= Tatomir Anđelić =

Serbian mathematician

Tatomir P. Anđelić (Serbian Cyrillic Татомир П. Анђелић ) was a Serbian mathematician, academic and an expert in mechanics.

==Biography==
Tatomir P. Anđelić was born on November 11, 1903, in a small village Bukovica, near Mrcajevci between towns of Čačak and Kraljevo in the family of six children. His mother Dmitra was illiterate, but his father Pavle, a landowner with rudimentary schooling, was a people's democratic delegate.

He finished elementary school in town of Mrčajevci in 1914, and resumed his education after the World War I in 1919. In one year, he successfully passed six grades of then gymnasium, and his senior grade passed successfully in town of Čačak in 1922.
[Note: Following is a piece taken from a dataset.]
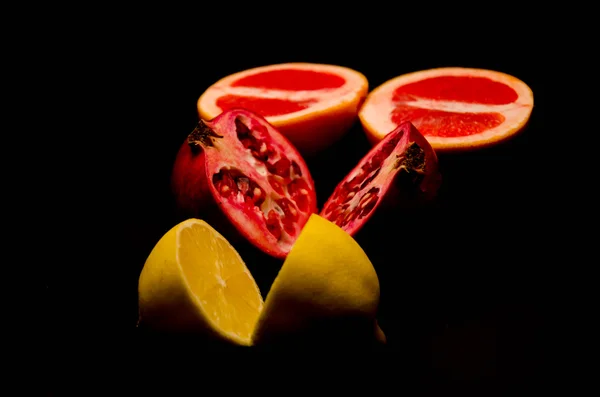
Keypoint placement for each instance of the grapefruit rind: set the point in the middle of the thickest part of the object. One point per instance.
(326, 119)
(378, 106)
On his own accord he studied mathematics, physics and astronomy at the University of Heidelberg in Germany, from 1922 until 1927. He spent the 1927–1928 academic year at the University of Belgrade in the Department of Philosophy. As a scientist he was most influenced by Mihailo Petrović (1868–1943), Milutin Milanković (1879–1958) and Anton Bilimović (1879–1970).

From October 1928 until September 1945 he taught mathematics in high school, mostly in the Second Belgrade's Gymnasium and First Belgrade Gymnasium. At the same time, he was employed by the University of Belgrade part-time as teacher's assistant at the department of mechanics in the class of Professor Bilimović.

A school in Mrčajevci is named after him.